BUFFALO -- It seemed like a pipe dream, and at the end of the day Florida coach Billy Donovan almost surely will opt to keep the idyllic lifestyle and exceptional job he has in Gainesville.
But at least the former Providence star from Long Island has listened to the possibility of becoming the next St. John's coach.
Sources told The Post that Donovan talked to a St. John's supporter late Friday and was intrigued by what he heard. Whether it's enough to lure Billy the Kid away from his $3.5 million job at Florida, where he's won two national titles, remains to be seen.
"I am very happy here, and we have a very good team coming back next season," Donovan told the Post in a text message. "St. John's has a great tradition, and I have great respect for that program."
Before St. John's fans start planning their first NCAA tournament party appearance since 2002, consider this: Donovan was breaking down film of his team's first-round NCAA tournament loss to BYU and working on his recruiting plan at his Florida vacation home when he took the call.
St. John's athletic director Chris Monasch said Monday when the university fired Norm Roberts that he would not contact any potential candidate if the candidate's team was still involved in postseason play.
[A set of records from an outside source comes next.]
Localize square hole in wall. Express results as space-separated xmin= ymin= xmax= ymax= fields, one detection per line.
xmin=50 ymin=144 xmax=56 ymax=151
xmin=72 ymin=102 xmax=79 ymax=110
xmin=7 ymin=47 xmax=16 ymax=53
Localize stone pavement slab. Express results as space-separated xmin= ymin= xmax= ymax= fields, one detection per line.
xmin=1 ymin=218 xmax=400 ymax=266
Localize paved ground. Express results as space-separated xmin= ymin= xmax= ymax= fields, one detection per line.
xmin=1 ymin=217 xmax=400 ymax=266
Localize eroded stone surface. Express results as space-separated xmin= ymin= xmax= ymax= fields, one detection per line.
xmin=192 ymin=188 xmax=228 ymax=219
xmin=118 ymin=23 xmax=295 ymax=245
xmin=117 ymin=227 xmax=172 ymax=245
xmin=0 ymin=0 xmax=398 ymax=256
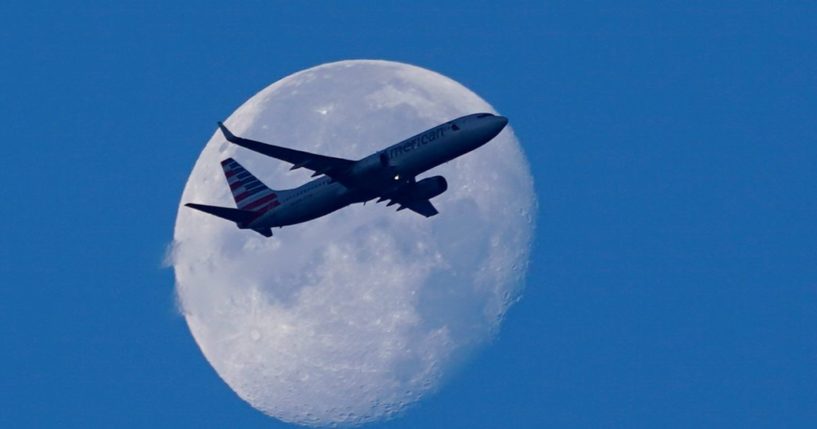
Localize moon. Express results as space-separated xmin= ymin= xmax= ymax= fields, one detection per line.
xmin=172 ymin=60 xmax=535 ymax=426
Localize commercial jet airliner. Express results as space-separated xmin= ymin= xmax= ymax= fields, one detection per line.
xmin=185 ymin=113 xmax=508 ymax=237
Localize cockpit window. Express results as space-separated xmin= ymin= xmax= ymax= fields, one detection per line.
xmin=452 ymin=123 xmax=460 ymax=131
xmin=476 ymin=113 xmax=492 ymax=118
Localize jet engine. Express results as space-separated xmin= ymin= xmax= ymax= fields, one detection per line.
xmin=405 ymin=175 xmax=448 ymax=200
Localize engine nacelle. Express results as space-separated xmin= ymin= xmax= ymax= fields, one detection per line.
xmin=407 ymin=176 xmax=448 ymax=200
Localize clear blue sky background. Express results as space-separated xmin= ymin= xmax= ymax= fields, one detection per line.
xmin=1 ymin=1 xmax=815 ymax=427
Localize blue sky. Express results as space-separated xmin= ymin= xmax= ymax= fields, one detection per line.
xmin=1 ymin=1 xmax=816 ymax=427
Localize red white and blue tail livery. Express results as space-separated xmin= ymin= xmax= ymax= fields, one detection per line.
xmin=221 ymin=158 xmax=280 ymax=212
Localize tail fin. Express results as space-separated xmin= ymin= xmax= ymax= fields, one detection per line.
xmin=221 ymin=158 xmax=281 ymax=212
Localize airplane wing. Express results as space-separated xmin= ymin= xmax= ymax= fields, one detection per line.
xmin=383 ymin=195 xmax=439 ymax=217
xmin=396 ymin=199 xmax=439 ymax=217
xmin=218 ymin=122 xmax=355 ymax=181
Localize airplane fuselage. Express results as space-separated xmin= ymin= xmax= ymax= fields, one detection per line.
xmin=250 ymin=113 xmax=507 ymax=229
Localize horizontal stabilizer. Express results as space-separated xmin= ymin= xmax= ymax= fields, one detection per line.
xmin=185 ymin=203 xmax=258 ymax=225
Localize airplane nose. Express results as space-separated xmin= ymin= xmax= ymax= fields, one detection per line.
xmin=489 ymin=115 xmax=508 ymax=134
xmin=475 ymin=115 xmax=509 ymax=143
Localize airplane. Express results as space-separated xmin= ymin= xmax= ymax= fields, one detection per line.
xmin=185 ymin=113 xmax=509 ymax=237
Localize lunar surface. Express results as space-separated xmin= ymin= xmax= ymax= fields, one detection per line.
xmin=172 ymin=60 xmax=535 ymax=426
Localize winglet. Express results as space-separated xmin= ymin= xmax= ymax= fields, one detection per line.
xmin=218 ymin=121 xmax=238 ymax=142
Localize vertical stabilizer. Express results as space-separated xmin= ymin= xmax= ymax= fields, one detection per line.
xmin=221 ymin=158 xmax=280 ymax=212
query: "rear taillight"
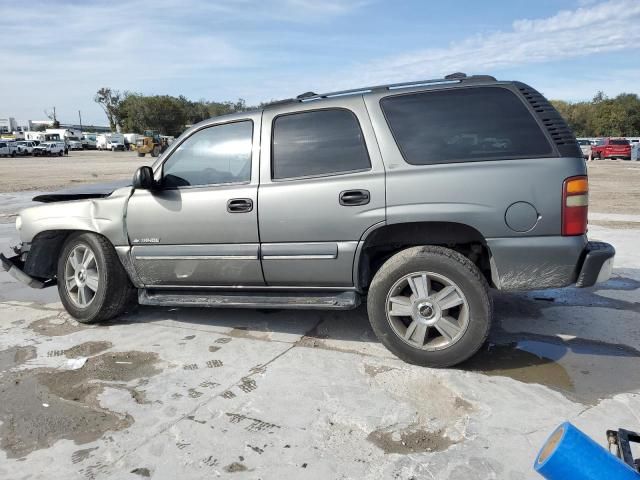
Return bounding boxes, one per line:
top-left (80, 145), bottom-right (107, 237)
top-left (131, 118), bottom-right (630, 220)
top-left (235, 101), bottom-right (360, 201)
top-left (562, 176), bottom-right (588, 236)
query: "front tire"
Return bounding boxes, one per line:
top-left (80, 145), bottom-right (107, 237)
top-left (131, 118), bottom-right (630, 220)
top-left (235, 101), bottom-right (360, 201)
top-left (57, 232), bottom-right (136, 323)
top-left (367, 246), bottom-right (492, 367)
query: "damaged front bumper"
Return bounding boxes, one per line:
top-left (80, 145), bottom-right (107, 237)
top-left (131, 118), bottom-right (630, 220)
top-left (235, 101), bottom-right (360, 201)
top-left (0, 252), bottom-right (54, 289)
top-left (575, 241), bottom-right (615, 288)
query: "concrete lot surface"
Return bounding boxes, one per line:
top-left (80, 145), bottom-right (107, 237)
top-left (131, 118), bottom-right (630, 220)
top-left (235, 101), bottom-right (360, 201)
top-left (0, 155), bottom-right (639, 479)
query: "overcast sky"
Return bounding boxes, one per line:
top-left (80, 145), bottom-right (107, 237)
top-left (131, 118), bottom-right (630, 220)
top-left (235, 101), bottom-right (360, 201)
top-left (1, 0), bottom-right (639, 126)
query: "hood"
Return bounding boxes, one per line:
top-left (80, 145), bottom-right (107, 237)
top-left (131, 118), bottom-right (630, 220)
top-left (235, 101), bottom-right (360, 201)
top-left (33, 180), bottom-right (131, 203)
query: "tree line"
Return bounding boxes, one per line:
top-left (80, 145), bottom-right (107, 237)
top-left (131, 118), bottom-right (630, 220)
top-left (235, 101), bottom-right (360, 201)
top-left (551, 92), bottom-right (640, 138)
top-left (94, 87), bottom-right (253, 137)
top-left (95, 87), bottom-right (640, 139)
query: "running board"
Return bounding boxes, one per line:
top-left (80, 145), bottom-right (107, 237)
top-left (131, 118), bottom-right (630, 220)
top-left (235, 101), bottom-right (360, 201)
top-left (139, 289), bottom-right (361, 310)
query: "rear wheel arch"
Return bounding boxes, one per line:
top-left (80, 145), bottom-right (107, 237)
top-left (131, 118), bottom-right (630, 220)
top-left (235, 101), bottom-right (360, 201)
top-left (355, 221), bottom-right (494, 291)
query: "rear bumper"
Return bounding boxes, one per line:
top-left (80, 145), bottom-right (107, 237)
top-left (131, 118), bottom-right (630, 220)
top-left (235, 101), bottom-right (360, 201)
top-left (487, 236), bottom-right (615, 290)
top-left (575, 241), bottom-right (615, 287)
top-left (0, 252), bottom-right (53, 289)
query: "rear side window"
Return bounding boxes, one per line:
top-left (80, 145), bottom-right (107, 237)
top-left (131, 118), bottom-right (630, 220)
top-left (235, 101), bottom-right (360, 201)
top-left (381, 87), bottom-right (554, 165)
top-left (272, 109), bottom-right (370, 180)
top-left (610, 139), bottom-right (629, 145)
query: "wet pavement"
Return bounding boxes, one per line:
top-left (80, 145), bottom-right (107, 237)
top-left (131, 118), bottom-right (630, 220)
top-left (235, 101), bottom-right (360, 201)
top-left (0, 221), bottom-right (639, 478)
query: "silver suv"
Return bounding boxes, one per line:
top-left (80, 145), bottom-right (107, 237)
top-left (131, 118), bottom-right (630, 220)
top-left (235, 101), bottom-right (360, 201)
top-left (1, 73), bottom-right (615, 367)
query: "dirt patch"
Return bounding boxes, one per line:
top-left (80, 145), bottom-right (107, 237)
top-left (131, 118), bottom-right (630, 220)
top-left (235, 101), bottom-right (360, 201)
top-left (589, 220), bottom-right (640, 229)
top-left (587, 161), bottom-right (640, 216)
top-left (228, 327), bottom-right (272, 341)
top-left (0, 150), bottom-right (150, 193)
top-left (29, 316), bottom-right (88, 337)
top-left (0, 345), bottom-right (37, 372)
top-left (364, 364), bottom-right (395, 377)
top-left (131, 467), bottom-right (152, 477)
top-left (224, 462), bottom-right (248, 473)
top-left (0, 351), bottom-right (160, 458)
top-left (368, 426), bottom-right (456, 454)
top-left (64, 341), bottom-right (113, 358)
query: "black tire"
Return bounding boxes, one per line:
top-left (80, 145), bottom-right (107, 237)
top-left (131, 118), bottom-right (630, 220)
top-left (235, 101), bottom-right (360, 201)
top-left (57, 232), bottom-right (136, 323)
top-left (11, 151), bottom-right (16, 157)
top-left (367, 246), bottom-right (492, 367)
top-left (58, 150), bottom-right (63, 156)
top-left (151, 146), bottom-right (160, 157)
top-left (137, 152), bottom-right (145, 157)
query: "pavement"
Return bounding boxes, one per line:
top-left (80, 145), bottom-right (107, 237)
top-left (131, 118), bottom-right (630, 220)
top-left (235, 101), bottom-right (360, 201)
top-left (1, 196), bottom-right (639, 479)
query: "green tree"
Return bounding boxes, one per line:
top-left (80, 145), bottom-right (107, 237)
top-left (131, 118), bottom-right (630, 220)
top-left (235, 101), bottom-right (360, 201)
top-left (94, 88), bottom-right (122, 132)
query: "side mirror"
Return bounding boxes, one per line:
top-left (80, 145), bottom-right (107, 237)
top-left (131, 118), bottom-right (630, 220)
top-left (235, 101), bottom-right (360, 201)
top-left (132, 166), bottom-right (155, 190)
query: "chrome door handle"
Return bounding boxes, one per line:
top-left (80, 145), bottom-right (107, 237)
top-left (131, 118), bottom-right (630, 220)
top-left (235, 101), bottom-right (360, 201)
top-left (227, 198), bottom-right (253, 213)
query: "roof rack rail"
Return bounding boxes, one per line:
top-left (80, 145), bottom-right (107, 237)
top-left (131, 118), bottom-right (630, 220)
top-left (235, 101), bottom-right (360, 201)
top-left (263, 73), bottom-right (497, 108)
top-left (294, 73), bottom-right (497, 103)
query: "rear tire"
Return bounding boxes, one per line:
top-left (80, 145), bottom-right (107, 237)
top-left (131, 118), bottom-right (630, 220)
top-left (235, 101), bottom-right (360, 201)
top-left (57, 232), bottom-right (136, 323)
top-left (137, 152), bottom-right (145, 157)
top-left (367, 246), bottom-right (492, 367)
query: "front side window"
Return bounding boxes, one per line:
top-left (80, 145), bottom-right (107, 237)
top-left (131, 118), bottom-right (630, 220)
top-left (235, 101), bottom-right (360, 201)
top-left (381, 87), bottom-right (554, 165)
top-left (162, 121), bottom-right (253, 188)
top-left (272, 109), bottom-right (370, 180)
Because the contact with Donovan was not initiated by an employee of St. John's, Monasch has contacted Gators athletic director Jeremy Foley to receive permission to contact Donovan directly.
If Donovan elects to remain at Florida, where he has established a basketball tradition at a football school, St. John's likely will turn its attention to Georgia Tech's Paul Hewitt, Virginia Tech's Seth Greenberg and Hofstra's Tom Pecora.
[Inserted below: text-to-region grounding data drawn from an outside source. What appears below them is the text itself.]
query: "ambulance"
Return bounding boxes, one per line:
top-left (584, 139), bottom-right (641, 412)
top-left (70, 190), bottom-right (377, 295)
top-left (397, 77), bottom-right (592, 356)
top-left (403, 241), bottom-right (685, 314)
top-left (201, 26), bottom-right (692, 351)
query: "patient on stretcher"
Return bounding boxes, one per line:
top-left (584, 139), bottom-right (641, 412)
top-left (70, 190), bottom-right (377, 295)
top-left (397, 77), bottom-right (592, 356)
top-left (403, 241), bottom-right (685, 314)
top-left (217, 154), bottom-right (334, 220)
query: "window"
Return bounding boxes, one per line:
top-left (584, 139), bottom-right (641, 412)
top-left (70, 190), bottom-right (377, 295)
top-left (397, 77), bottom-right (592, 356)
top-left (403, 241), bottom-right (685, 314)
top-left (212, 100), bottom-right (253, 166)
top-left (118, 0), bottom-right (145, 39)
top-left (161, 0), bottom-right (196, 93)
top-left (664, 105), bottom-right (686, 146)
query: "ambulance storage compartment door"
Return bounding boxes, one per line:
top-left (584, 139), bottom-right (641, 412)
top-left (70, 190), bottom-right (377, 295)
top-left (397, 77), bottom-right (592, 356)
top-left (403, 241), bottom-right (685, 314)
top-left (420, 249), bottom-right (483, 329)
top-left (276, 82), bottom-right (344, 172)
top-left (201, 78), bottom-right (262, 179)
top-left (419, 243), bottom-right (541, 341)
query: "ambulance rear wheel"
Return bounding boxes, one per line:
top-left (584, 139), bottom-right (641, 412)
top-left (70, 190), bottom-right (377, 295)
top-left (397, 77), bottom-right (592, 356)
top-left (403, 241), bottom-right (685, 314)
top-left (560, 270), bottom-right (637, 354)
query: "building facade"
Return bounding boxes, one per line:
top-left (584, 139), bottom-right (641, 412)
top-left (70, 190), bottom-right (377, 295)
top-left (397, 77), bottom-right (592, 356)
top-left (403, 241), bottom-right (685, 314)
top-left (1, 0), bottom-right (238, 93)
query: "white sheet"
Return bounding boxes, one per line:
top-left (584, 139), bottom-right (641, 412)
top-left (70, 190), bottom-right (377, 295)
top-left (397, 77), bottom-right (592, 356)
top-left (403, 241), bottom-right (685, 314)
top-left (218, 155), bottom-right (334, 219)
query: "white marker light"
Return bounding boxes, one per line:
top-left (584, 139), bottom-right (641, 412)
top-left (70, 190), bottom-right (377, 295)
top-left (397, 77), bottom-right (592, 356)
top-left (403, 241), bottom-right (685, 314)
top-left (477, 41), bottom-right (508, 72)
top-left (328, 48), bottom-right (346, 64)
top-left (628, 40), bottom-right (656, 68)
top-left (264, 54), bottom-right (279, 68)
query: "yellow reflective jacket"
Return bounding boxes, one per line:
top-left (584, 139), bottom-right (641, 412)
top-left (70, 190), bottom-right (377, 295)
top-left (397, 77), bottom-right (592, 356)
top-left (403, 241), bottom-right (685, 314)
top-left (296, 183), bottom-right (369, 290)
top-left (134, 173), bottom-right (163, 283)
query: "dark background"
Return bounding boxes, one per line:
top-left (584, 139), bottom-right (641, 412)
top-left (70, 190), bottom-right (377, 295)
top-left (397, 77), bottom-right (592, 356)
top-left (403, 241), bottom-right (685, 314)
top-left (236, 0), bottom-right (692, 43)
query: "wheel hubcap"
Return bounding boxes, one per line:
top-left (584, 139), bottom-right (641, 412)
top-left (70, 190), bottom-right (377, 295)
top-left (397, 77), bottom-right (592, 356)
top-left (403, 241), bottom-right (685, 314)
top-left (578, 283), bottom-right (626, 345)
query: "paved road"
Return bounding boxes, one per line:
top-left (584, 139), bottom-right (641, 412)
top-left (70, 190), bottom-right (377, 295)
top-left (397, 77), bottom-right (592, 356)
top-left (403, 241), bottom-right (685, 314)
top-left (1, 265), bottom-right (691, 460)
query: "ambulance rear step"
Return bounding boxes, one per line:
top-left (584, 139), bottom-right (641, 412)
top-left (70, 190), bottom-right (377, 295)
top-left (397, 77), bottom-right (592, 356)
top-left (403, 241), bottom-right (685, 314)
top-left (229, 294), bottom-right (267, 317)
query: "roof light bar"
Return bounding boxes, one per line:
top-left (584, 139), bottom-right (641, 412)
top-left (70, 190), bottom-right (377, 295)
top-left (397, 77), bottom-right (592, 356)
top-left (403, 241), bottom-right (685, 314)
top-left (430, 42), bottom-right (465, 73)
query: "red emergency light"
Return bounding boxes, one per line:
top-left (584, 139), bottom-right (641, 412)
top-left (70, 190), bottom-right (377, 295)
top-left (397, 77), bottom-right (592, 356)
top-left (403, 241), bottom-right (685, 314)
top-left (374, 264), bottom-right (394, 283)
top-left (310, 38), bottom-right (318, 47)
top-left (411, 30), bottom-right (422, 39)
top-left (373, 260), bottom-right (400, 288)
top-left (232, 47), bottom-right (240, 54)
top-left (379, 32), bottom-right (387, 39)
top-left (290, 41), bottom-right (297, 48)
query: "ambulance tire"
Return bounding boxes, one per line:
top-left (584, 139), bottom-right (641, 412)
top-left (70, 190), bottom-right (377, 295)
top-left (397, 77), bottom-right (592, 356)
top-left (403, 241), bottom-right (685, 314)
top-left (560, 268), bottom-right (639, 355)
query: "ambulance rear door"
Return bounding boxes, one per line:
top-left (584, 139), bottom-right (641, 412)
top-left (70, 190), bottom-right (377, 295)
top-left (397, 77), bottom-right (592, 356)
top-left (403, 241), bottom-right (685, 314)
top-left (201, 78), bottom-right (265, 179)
Hewitt has his Ramblin' Wreck in the NCAA tournament. Greenberg has the Hokies in the NIT. Tech athletic director Jim Weaver told The Post he had not been contacted by St. John's.
As reported exclusively in The Post, St. John's has been working to put together a multi-year deal that would pay about $1.6 million annually. However, a source with knowledge of the finances cautioned that those numbers are not etched in stone.
For a coach of Donovan's status, the numbers could go higher. Because the money mostly will come from the private sector, it will not interfere with university's mission of developing a campus for a national student body.